There was an electronic instrument called Ionika where neon bulbs used for each key to modulate sounds. One wire with applied high frequency was going near bulbs, but bulbs were shielded from it by shields on keys. When a key was pressed corresponding shield opened RF radiation to the bulb so it started glowing and conducting.

Most of the later manufactured VR tubes had some radioactive material (isotopes) added to help in the area. The tubes actually have the old radioactive symbol (3 triangles arranged in a circle) printed on them and disposal was suppose to be controlled. My preamp which employs these uses NOS JAN spec VR tubes which have the radioactive isotopes and associated markings. I built around 8 of these preamps during the late 80's and as far as I know, all are still in operation today. They operate in complete darkness and only on one occasion did I have an issue with one of the VR tubes having a tendency to oscillate, replacing it solved the issue.

Regards, KM
 
dsavitsk said:
It is solid state rectified, so the glow tubes come on instantly, or at least one of them does.

Also, if I remove the mosfets completely, both glow tubes light just fine with the same current draw. And, B+ is well over 160V even with full draw.

Even weirder, with one glow tube removed, both mosfets have 109V on the drain. With both tubes removed, this is not the case. This would seem to suggest a wiring error, except that they are on different sides of the chassis, and don't share any connections other than to ground. But, I think I need to remove all of the wiring and start from scratch as I feel like i must be overlooking something dumb.
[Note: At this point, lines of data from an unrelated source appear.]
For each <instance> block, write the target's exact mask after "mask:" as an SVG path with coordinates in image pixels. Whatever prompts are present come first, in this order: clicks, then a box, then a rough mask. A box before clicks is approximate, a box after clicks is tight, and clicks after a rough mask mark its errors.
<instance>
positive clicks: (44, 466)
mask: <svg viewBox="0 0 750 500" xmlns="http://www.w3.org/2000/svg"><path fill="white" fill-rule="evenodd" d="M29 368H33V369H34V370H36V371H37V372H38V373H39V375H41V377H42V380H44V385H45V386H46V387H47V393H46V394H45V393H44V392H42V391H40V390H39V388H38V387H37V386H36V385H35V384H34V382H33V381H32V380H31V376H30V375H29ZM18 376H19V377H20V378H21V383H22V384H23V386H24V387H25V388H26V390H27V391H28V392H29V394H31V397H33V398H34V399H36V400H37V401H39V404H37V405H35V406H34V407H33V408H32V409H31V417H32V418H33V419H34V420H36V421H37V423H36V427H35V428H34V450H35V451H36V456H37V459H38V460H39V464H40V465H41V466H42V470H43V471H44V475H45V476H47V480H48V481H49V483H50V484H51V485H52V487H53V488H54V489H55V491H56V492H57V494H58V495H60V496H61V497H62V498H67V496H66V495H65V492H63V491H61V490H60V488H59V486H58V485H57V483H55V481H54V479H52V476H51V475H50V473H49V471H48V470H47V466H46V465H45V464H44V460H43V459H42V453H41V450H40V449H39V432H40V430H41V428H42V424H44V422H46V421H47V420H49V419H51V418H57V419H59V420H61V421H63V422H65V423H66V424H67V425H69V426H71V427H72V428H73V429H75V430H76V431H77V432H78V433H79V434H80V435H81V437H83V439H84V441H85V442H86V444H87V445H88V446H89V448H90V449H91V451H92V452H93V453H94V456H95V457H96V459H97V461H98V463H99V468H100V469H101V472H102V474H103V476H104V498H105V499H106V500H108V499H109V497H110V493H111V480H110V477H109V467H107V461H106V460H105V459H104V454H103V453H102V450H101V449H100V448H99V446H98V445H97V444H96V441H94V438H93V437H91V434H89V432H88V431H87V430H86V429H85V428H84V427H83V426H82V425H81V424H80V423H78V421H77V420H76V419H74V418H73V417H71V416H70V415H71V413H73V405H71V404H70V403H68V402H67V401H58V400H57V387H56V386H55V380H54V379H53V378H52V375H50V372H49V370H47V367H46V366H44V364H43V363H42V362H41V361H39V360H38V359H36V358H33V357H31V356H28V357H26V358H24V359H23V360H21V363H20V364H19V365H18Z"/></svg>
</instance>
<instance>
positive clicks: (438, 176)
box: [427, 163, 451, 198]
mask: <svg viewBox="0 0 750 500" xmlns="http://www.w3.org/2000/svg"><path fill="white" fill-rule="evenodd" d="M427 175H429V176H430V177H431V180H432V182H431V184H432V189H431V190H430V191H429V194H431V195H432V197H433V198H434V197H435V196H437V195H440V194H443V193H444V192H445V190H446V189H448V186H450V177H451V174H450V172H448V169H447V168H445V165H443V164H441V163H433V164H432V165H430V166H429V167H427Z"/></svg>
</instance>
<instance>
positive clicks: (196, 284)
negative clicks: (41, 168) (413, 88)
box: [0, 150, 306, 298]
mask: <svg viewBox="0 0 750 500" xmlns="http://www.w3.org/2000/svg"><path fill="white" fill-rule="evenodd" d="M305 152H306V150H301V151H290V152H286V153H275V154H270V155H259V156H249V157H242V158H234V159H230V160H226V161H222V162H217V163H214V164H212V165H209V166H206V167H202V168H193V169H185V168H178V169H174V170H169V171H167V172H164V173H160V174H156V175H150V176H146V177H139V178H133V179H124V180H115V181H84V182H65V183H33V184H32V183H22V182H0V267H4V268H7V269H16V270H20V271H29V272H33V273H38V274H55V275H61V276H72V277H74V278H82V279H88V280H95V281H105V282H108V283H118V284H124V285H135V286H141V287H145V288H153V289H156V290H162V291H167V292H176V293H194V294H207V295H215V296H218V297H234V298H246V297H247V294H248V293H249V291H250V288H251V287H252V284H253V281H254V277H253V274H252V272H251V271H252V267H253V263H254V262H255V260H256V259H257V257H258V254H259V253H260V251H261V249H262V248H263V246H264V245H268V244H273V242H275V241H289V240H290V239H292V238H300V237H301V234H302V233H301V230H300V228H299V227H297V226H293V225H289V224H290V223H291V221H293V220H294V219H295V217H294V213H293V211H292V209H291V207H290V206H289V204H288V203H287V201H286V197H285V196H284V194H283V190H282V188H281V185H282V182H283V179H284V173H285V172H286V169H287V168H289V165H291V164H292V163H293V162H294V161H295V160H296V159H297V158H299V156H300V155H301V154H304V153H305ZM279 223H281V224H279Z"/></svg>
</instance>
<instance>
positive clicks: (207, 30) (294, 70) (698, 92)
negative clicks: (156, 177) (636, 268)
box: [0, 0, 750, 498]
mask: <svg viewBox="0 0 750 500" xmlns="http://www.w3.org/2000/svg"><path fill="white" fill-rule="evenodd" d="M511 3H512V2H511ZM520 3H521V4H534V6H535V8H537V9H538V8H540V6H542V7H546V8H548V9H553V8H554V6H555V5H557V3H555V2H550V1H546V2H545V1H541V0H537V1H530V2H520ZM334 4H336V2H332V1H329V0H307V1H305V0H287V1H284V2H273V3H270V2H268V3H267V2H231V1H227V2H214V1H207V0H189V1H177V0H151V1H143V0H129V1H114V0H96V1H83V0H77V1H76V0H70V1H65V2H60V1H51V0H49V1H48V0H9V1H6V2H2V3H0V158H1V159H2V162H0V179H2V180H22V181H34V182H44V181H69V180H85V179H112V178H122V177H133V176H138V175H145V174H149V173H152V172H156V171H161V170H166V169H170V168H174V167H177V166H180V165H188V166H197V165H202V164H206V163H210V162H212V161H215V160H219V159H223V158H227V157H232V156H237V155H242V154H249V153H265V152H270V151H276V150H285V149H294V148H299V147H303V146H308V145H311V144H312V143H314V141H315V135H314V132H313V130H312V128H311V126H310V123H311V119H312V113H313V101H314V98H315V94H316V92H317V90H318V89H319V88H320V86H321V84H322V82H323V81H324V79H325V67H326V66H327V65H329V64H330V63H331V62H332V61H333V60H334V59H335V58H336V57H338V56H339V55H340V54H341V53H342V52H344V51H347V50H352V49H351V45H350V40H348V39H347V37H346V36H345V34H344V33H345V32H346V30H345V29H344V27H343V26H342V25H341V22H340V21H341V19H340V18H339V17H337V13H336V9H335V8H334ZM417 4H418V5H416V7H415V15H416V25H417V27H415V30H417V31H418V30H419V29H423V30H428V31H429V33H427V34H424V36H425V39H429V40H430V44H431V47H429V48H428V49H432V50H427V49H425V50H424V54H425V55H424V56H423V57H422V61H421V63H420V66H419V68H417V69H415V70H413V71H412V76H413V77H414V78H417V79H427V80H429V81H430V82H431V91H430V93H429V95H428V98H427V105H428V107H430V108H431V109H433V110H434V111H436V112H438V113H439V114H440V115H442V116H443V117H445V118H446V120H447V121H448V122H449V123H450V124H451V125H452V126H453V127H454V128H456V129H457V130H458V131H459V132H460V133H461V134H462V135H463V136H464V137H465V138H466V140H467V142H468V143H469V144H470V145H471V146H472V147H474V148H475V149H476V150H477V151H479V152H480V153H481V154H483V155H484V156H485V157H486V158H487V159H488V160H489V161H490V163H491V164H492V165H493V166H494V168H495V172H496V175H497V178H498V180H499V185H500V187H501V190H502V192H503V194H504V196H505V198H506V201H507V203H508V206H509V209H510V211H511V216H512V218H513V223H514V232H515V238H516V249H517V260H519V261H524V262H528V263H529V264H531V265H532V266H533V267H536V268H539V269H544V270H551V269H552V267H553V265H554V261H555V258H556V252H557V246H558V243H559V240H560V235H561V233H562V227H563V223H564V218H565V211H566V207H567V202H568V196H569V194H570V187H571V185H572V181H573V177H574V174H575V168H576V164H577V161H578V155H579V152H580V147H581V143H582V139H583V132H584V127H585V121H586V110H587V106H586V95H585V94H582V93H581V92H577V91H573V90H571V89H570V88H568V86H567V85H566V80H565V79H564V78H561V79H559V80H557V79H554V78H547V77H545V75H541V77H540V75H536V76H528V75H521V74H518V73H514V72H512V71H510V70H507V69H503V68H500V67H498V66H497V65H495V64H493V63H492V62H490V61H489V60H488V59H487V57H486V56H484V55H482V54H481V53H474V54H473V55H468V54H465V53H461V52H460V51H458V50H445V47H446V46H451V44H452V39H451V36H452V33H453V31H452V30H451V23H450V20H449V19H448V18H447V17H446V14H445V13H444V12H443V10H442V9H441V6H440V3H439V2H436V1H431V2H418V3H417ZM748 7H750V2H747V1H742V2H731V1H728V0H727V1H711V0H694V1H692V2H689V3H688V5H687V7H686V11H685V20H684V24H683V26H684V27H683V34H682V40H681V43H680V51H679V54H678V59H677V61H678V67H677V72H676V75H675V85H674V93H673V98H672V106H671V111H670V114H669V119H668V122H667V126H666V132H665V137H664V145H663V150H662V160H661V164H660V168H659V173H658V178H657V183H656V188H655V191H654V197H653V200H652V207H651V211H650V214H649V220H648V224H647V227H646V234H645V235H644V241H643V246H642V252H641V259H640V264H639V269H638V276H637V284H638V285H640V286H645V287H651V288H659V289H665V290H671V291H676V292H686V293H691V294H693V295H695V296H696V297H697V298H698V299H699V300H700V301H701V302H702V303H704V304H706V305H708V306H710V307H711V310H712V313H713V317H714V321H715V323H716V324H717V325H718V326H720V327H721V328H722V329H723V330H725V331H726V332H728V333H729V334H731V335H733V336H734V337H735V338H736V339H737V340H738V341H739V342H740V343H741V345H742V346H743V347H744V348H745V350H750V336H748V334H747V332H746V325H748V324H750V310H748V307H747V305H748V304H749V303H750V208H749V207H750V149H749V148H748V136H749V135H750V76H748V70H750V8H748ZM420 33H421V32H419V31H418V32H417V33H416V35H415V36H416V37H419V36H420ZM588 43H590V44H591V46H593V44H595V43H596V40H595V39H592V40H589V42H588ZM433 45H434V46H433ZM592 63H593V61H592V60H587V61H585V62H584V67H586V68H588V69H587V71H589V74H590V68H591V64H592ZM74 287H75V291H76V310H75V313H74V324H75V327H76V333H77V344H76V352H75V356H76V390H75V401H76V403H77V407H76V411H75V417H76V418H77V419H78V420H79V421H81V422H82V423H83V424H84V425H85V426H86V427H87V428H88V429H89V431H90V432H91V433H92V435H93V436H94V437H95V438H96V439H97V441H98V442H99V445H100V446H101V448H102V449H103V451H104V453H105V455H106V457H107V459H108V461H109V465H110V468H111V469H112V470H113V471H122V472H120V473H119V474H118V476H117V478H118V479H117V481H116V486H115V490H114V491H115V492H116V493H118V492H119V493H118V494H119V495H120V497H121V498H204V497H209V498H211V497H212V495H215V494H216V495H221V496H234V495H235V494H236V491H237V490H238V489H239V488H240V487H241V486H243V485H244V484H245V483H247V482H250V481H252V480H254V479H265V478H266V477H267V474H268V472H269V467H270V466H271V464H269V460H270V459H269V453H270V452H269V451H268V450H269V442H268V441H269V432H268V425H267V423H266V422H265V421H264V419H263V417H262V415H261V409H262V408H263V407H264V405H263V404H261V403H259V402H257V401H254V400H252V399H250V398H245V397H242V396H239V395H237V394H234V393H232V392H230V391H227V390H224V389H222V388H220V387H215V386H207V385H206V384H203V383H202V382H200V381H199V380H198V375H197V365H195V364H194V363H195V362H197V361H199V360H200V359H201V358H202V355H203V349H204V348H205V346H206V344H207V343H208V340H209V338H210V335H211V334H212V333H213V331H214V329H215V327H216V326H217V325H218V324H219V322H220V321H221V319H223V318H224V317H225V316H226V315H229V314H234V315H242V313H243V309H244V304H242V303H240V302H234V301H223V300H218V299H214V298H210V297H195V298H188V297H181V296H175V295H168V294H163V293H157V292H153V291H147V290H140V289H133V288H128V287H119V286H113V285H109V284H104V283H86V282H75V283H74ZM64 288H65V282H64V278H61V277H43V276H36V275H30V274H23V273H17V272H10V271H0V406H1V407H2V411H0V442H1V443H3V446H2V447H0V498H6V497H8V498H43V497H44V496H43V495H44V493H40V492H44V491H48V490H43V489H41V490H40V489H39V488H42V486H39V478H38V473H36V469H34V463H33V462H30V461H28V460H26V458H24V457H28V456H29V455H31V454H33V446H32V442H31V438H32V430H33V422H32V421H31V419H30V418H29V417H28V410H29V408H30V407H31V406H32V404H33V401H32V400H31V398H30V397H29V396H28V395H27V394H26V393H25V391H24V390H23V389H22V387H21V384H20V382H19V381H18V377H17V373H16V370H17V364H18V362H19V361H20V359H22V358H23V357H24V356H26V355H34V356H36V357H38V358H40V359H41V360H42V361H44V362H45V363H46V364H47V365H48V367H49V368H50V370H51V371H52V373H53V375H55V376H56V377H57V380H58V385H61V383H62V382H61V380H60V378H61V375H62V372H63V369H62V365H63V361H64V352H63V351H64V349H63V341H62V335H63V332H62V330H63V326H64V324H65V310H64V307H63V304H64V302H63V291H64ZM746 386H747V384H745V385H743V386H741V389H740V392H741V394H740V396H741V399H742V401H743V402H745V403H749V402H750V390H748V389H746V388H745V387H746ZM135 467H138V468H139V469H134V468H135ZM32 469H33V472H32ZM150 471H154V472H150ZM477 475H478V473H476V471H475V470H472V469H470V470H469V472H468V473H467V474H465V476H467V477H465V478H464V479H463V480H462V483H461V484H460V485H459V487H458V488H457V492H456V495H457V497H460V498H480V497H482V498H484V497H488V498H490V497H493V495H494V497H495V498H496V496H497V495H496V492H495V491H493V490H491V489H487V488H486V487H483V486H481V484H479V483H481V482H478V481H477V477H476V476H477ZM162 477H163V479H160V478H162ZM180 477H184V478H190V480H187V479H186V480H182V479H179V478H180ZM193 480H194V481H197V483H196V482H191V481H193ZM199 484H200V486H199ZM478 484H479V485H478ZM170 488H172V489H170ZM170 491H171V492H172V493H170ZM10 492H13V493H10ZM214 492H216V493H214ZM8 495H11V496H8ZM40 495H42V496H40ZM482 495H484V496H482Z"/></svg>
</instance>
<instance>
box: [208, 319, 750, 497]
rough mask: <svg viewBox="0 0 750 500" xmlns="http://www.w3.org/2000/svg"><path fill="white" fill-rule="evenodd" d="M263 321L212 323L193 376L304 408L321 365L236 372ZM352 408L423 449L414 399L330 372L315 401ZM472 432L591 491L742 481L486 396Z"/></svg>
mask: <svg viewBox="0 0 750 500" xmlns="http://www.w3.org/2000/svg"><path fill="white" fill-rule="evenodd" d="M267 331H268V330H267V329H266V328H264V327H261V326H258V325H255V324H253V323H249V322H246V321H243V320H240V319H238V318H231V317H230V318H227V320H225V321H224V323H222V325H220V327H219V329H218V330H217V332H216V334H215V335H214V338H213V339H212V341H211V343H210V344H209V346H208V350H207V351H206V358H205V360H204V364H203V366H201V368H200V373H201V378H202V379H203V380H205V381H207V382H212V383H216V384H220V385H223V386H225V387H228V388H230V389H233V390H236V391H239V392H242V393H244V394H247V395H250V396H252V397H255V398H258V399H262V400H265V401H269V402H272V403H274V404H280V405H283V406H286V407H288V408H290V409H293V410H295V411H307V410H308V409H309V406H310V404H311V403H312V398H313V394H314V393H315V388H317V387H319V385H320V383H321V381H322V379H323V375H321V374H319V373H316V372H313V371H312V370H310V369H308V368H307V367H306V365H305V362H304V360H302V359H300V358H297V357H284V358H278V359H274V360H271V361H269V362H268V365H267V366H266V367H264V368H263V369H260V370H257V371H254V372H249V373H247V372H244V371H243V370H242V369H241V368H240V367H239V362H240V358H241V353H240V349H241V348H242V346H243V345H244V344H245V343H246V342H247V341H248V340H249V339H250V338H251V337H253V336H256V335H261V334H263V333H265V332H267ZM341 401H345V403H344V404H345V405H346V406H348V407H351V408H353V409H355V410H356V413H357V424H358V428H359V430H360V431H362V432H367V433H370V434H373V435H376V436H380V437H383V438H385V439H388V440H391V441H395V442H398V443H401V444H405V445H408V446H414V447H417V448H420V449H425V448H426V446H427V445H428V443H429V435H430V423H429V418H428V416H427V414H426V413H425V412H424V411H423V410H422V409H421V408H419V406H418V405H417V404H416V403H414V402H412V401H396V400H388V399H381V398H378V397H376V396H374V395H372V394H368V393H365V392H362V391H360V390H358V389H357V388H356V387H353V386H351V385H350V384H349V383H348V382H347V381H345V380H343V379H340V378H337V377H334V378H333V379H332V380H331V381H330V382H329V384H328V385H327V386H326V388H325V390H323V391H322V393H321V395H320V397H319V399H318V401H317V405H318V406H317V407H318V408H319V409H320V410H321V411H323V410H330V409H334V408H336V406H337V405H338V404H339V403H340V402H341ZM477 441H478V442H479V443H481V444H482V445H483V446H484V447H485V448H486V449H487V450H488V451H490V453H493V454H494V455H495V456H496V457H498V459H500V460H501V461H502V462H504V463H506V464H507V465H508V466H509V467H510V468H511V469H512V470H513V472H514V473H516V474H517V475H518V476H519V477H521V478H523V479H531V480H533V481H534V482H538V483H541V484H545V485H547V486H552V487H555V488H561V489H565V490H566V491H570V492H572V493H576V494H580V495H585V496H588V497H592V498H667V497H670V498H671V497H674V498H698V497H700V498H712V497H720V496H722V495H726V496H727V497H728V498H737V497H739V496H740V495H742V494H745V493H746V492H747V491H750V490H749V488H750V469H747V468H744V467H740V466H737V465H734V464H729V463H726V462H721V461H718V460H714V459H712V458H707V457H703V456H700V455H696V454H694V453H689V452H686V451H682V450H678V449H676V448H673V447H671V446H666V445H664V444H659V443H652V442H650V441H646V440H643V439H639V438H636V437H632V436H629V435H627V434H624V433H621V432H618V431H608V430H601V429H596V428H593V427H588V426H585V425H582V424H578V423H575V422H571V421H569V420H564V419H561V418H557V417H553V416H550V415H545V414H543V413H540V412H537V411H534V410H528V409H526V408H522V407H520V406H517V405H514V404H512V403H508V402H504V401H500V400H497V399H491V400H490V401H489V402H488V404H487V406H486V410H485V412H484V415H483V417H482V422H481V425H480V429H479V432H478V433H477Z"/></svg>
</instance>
It would appear that you may have the VR tubes strapped in parallel. I would check for this before gutting and starting over. I would also suggest that you could probably run with a single common VR tube as it only provides a reference voltage for the Mosfet and is not an active component in the signal chain. Depending on how your current source operates, there may be a minimum voltage drop it requires before current regulation takes place.